Showing posts with label St. Augustine. Show all posts
Showing posts with label St. Augustine. Show all posts

Wednesday, August 28, 2013

Now I Hunger And Thirst For More

Late have I loved you, O Beauty ever ancient, ever new, late have I loved you! You were within me, but I was outside, and it was there that I searched for you. In my unloveliness I plunged into the lovely things which you created. You were with me, but I was not with you. Created things kept me from you; yet if they had not been in you they would not have been at all. You called, you shouted, and you broke through my deafness. You flashed, you shone, and you dispelled my blindness. You breathed your fragrance on me; I drew in breath and now I pant for you. I have tasted you, now I hunger and thirst for more. You touched me, and I burned for your peace.

From the Confessions of Saint Augustine, bishop 

Oh St. Augustine, Doctor of Grace, pray for us sinners, that we may be like you in our yearning for God.

Friday, November 16, 2012

Their Reply, Their Beauty


I put my question to the earth, and it replied, “I am not he”;
I questioned everything it held, and they confessed the same.
I questioned the sea and the great deep,
and the teeming live creatures that crawl,
and they replied,
“We are not God; seek higher.”
I questioned the gusty winds,
and every breeze with all its flying creatures told me,
“Anaximenes was wrong: I am not God.”
To the sky I put my question, to sun, moon, stars,
But they denied me: “We are not the God you seek.”
And to all things which stood around the portals of my flesh
I said,
“Tell me of my God.
You are not he, but tell me something of him.”
Then they lifted their mighty voices and cried,
“He made us.”
My questioning was my attentive spirit,
And their reply, their beauty.

-St.

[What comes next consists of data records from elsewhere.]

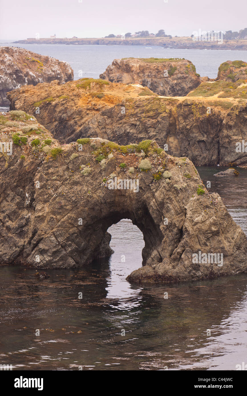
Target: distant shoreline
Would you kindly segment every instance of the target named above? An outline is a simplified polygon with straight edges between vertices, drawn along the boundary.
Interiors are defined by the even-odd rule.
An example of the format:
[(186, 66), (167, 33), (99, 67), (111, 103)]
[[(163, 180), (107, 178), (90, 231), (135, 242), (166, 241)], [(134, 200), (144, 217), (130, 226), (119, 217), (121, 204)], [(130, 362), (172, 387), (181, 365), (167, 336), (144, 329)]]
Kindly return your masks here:
[(14, 41), (15, 44), (64, 44), (67, 45), (159, 46), (164, 48), (188, 50), (247, 50), (247, 39), (216, 41), (193, 41), (191, 37), (150, 37), (92, 38), (27, 38)]

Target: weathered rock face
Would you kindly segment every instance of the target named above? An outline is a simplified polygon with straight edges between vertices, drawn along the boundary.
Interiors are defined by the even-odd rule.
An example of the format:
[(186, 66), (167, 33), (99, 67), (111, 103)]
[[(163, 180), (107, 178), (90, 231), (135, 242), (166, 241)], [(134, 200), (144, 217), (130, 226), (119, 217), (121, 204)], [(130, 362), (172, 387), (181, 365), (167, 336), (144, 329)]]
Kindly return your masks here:
[(23, 85), (36, 85), (54, 80), (73, 80), (73, 70), (61, 62), (16, 47), (0, 47), (0, 106), (8, 106), (7, 92)]
[(93, 79), (22, 87), (8, 97), (11, 109), (34, 114), (62, 143), (89, 137), (126, 145), (148, 138), (197, 166), (247, 166), (247, 153), (236, 150), (238, 142), (247, 143), (241, 99), (159, 97), (139, 86)]
[[(0, 158), (1, 263), (83, 265), (110, 254), (107, 230), (128, 218), (145, 243), (145, 266), (130, 281), (170, 283), (247, 270), (246, 237), (188, 158), (168, 155), (151, 141), (120, 147), (85, 139), (59, 147), (25, 113), (10, 115), (15, 126), (5, 130), (11, 122), (2, 116), (1, 139), (20, 135), (13, 135), (12, 155)], [(32, 122), (25, 143), (22, 132)], [(211, 262), (200, 260), (206, 253)], [(216, 253), (220, 260), (214, 261)]]
[(185, 96), (200, 84), (190, 61), (180, 59), (115, 59), (101, 78), (111, 82), (140, 84), (164, 96)]
[(216, 80), (235, 82), (239, 80), (247, 80), (247, 63), (243, 61), (227, 61), (219, 67)]
[(218, 173), (215, 173), (214, 176), (216, 176), (217, 177), (220, 177), (224, 176), (238, 176), (239, 173), (236, 171), (234, 168), (229, 168), (225, 171), (222, 171), (221, 172), (218, 172)]

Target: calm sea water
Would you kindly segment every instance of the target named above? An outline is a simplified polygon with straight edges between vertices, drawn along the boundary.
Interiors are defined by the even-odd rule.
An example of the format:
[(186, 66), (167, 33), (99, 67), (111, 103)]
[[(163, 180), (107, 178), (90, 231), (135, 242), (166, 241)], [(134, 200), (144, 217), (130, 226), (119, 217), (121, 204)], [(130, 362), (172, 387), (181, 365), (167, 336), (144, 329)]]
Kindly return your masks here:
[[(197, 168), (247, 233), (247, 170), (213, 176), (224, 169)], [(37, 281), (34, 270), (0, 267), (0, 363), (15, 370), (231, 370), (247, 361), (246, 274), (132, 286), (125, 278), (142, 265), (142, 234), (127, 219), (109, 231), (114, 253), (86, 267), (48, 270), (50, 278)]]
[[(98, 78), (113, 59), (128, 56), (184, 57), (211, 78), (223, 61), (247, 61), (243, 51), (25, 46), (69, 62), (75, 79), (77, 70)], [(247, 234), (247, 170), (238, 168), (237, 177), (213, 176), (225, 169), (197, 168)], [(231, 370), (247, 362), (246, 274), (131, 285), (126, 278), (142, 265), (142, 234), (126, 219), (108, 230), (111, 257), (80, 269), (49, 270), (49, 279), (37, 281), (34, 270), (0, 266), (0, 364), (17, 370)]]
[(247, 51), (216, 50), (180, 50), (142, 46), (66, 45), (47, 44), (13, 44), (1, 43), (2, 46), (22, 47), (41, 55), (48, 55), (65, 61), (74, 70), (74, 79), (83, 77), (98, 78), (114, 59), (129, 57), (140, 58), (185, 58), (191, 61), (201, 76), (211, 78), (217, 76), (220, 64), (226, 61), (247, 61)]

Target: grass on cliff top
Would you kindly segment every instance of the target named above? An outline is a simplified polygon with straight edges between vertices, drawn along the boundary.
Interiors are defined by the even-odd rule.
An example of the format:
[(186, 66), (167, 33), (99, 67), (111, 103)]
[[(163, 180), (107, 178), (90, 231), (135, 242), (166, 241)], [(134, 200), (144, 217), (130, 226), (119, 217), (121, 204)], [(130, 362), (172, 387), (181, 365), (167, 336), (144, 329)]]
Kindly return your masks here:
[(77, 88), (83, 88), (84, 89), (86, 89), (88, 87), (90, 88), (92, 82), (96, 83), (101, 87), (103, 85), (109, 85), (109, 81), (107, 81), (105, 80), (101, 80), (101, 78), (89, 78), (86, 77), (84, 78), (81, 78), (80, 82), (79, 84), (77, 84)]
[(55, 100), (67, 99), (69, 97), (67, 95), (61, 95), (57, 98), (54, 98), (52, 96), (50, 96), (49, 97), (46, 98), (45, 99), (43, 99), (42, 100), (40, 100), (38, 102), (35, 102), (35, 103), (34, 103), (33, 105), (34, 107), (39, 107), (40, 105), (42, 103), (44, 103), (45, 102), (50, 103), (51, 102), (54, 102)]
[(213, 96), (220, 92), (227, 91), (227, 96), (220, 96), (220, 97), (233, 97), (234, 90), (242, 84), (243, 80), (239, 80), (236, 82), (229, 81), (218, 81), (215, 82), (203, 82), (194, 91), (189, 93), (188, 96), (201, 96), (207, 97)]
[(230, 96), (234, 99), (247, 99), (247, 86), (238, 87), (236, 89), (226, 89), (218, 97), (227, 98)]
[(227, 62), (224, 62), (221, 65), (220, 65), (218, 69), (219, 73), (226, 71), (232, 65), (238, 69), (240, 67), (247, 67), (247, 63), (246, 62), (243, 62), (243, 61), (233, 61), (230, 64), (228, 63)]
[[(82, 140), (79, 139), (77, 143), (80, 143)], [(96, 157), (96, 160), (100, 162), (104, 158), (107, 158), (108, 155), (113, 152), (117, 152), (120, 154), (127, 154), (129, 153), (141, 152), (143, 152), (147, 154), (150, 150), (153, 150), (157, 154), (160, 154), (162, 149), (160, 148), (154, 148), (151, 145), (151, 140), (143, 140), (138, 144), (134, 144), (127, 145), (126, 146), (120, 146), (113, 142), (102, 142), (101, 147), (93, 151), (93, 154)]]
[(163, 62), (182, 62), (185, 60), (185, 58), (180, 59), (179, 58), (122, 58), (122, 59), (138, 59), (143, 62), (149, 63), (160, 63)]

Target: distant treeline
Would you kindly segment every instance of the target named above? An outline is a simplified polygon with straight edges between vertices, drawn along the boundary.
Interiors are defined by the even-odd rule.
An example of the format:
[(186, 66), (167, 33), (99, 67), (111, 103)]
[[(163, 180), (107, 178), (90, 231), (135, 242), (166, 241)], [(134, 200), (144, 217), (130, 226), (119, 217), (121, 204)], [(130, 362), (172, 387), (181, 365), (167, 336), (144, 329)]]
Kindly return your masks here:
[(236, 38), (247, 38), (247, 27), (239, 30), (239, 32), (232, 32), (231, 30), (228, 30), (224, 33), (224, 36), (225, 40), (233, 40)]
[(122, 34), (118, 34), (115, 36), (115, 34), (111, 34), (108, 36), (105, 36), (105, 38), (111, 37), (120, 37), (124, 36), (125, 37), (171, 37), (170, 34), (166, 34), (165, 30), (163, 29), (161, 29), (157, 33), (149, 33), (148, 30), (142, 30), (140, 32), (136, 32), (135, 33), (132, 33), (130, 32), (123, 33)]
[[(191, 37), (192, 37), (191, 34)], [(122, 34), (111, 34), (108, 36), (105, 36), (105, 38), (114, 38), (125, 37), (125, 38), (131, 37), (171, 37), (170, 34), (166, 34), (164, 29), (161, 29), (157, 33), (149, 33), (148, 30), (142, 30), (140, 32), (136, 32), (135, 33), (131, 33), (128, 32), (125, 34), (123, 33)], [(177, 37), (177, 36), (175, 36), (175, 37)], [(226, 30), (225, 33), (224, 33), (224, 39), (225, 40), (234, 40), (237, 39), (247, 38), (247, 27), (244, 29), (239, 30), (239, 32), (232, 32), (231, 30)]]

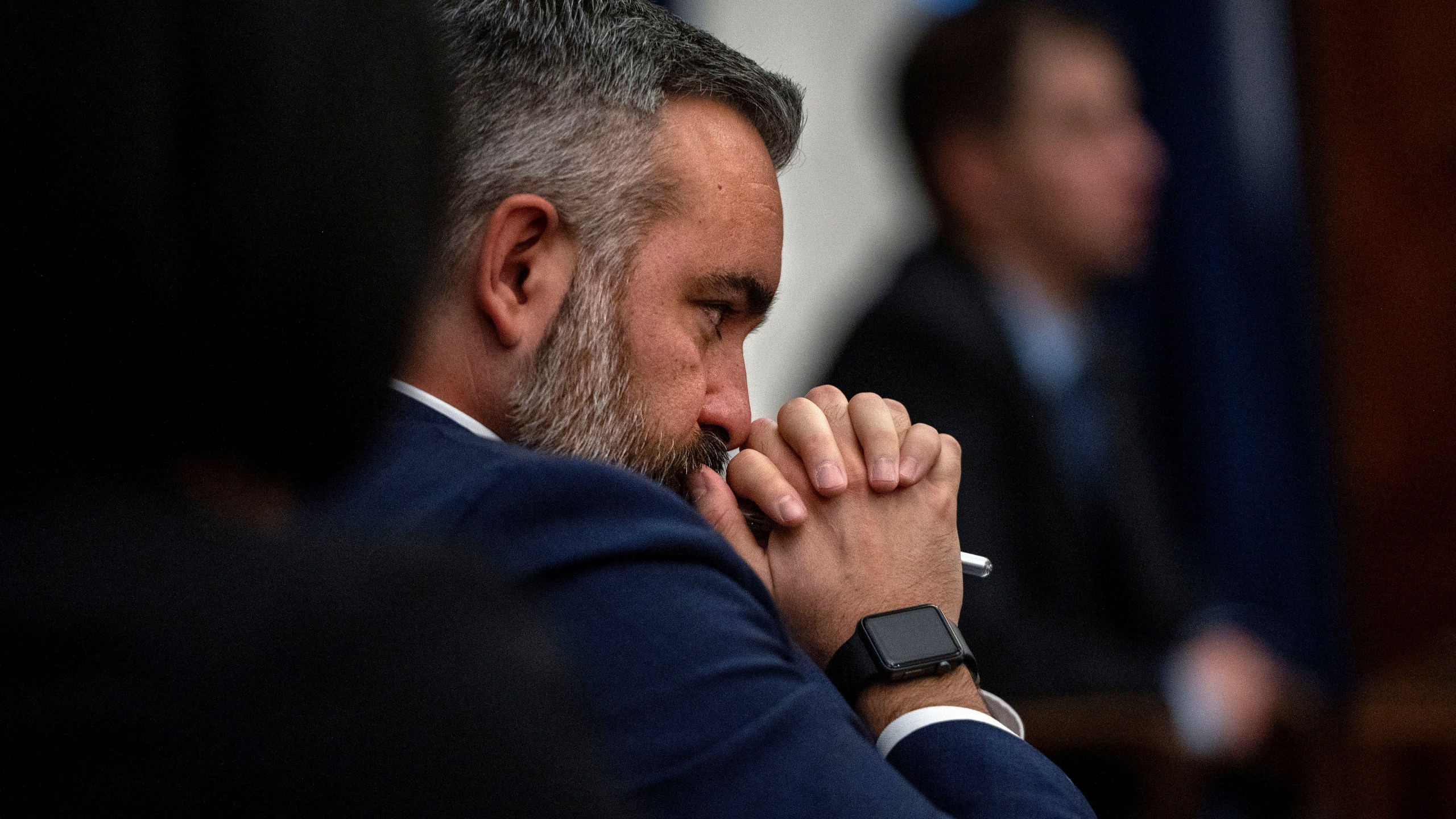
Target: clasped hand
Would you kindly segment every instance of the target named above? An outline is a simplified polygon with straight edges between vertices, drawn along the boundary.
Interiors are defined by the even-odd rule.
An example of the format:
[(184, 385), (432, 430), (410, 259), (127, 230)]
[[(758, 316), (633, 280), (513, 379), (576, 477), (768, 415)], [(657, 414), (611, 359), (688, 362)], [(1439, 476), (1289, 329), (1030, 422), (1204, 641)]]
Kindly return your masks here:
[[(922, 603), (961, 612), (961, 447), (898, 401), (820, 386), (753, 423), (728, 465), (693, 477), (697, 510), (759, 574), (823, 666), (860, 618)], [(778, 523), (760, 545), (738, 497)]]

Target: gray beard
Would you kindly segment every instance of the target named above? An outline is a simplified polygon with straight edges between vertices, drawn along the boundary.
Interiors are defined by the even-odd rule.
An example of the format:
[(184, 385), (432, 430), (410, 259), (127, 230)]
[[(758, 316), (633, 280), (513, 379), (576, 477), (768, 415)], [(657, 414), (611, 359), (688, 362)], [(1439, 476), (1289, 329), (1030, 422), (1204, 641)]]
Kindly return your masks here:
[(628, 367), (619, 293), (593, 267), (578, 270), (511, 388), (511, 434), (521, 446), (641, 472), (686, 498), (689, 475), (700, 466), (721, 472), (728, 444), (703, 430), (673, 440), (651, 423)]

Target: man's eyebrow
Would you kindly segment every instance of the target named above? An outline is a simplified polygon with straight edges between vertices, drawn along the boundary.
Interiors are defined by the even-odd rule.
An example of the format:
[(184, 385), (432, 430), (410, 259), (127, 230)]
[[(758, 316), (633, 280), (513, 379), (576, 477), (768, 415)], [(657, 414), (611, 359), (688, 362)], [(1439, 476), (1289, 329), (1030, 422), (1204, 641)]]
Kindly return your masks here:
[(745, 273), (715, 273), (703, 277), (702, 281), (705, 290), (743, 296), (747, 303), (744, 312), (750, 316), (767, 316), (769, 307), (773, 306), (773, 290)]

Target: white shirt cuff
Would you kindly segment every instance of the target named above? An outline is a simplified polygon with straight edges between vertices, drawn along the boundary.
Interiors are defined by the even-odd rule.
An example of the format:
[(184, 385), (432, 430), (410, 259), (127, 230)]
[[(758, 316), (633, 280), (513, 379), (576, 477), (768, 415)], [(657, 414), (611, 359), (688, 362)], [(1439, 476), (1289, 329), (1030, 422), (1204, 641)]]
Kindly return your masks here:
[(996, 714), (984, 714), (974, 708), (962, 708), (960, 705), (930, 705), (927, 708), (916, 708), (909, 714), (900, 714), (893, 723), (885, 726), (885, 730), (879, 733), (879, 740), (875, 742), (875, 748), (879, 749), (882, 756), (890, 756), (895, 745), (901, 739), (910, 736), (911, 733), (936, 723), (948, 723), (951, 720), (971, 720), (977, 723), (986, 723), (989, 726), (996, 726), (1000, 730), (1018, 737), (1025, 739), (1025, 726), (1021, 721), (1021, 714), (1015, 708), (1006, 704), (1005, 700), (981, 692), (981, 700), (986, 701), (986, 708)]

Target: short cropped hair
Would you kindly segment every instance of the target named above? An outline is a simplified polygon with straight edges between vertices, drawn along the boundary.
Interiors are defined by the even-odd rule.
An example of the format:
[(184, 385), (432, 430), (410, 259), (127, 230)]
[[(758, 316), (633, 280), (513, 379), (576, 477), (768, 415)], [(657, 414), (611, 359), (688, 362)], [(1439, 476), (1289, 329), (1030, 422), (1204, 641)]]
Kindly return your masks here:
[(1089, 12), (1048, 0), (983, 0), (933, 25), (910, 52), (898, 87), (900, 122), (922, 172), (946, 133), (1005, 125), (1028, 35), (1064, 31), (1115, 44)]
[(454, 179), (441, 284), (513, 194), (550, 201), (591, 267), (623, 270), (670, 204), (651, 156), (664, 102), (743, 114), (776, 169), (804, 128), (802, 92), (648, 0), (438, 0), (454, 71)]

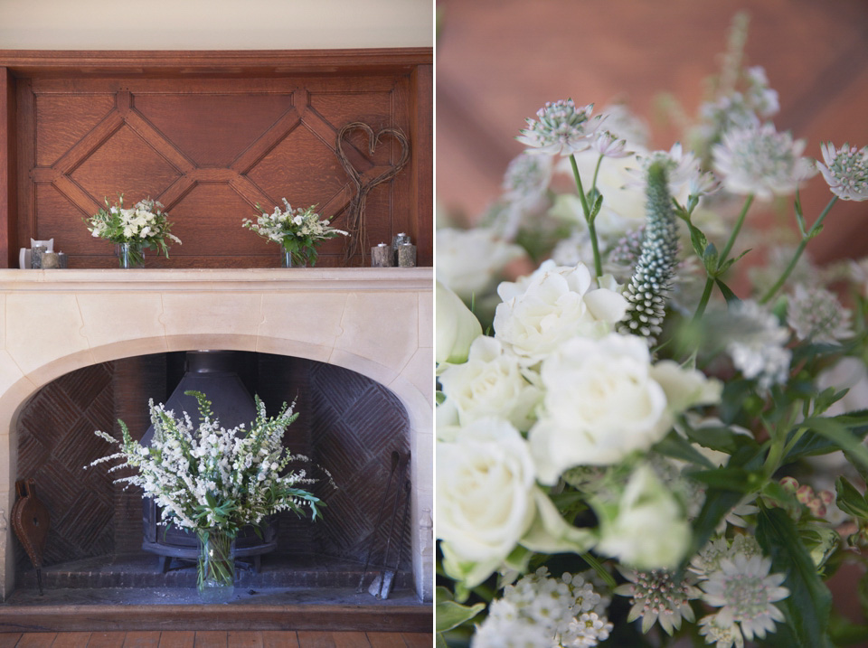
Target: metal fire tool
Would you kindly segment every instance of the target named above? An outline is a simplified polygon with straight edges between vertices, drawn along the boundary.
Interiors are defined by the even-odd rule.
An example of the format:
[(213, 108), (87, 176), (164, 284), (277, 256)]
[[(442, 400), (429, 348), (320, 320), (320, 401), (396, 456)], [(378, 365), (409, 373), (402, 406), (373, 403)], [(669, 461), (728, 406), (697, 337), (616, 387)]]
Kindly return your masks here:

Augustine of Hippo

Tuesday, August 28, 2012

On This Feast of St. Augustine, We Pray


Prayer of John Paul II to Saint Augustine
O great Augustine, our father and teacher, who knows the shining paths of God and also the crooked paths of men, we admire the marvels that divine Grace
 has worked in you, making you a passionate witness 
to truth and goodness 
at the service of your neighbor.
At the start of a new millennium marked by the Cross of Christ, teach us to read history
 in the light of divine Providence, which guides events to the final encounter with the Father. Guide us towards goals of peace, kindling in our hearts your own desire for the values upon which we, 
with the strength that comes from God, can build the "city of Man".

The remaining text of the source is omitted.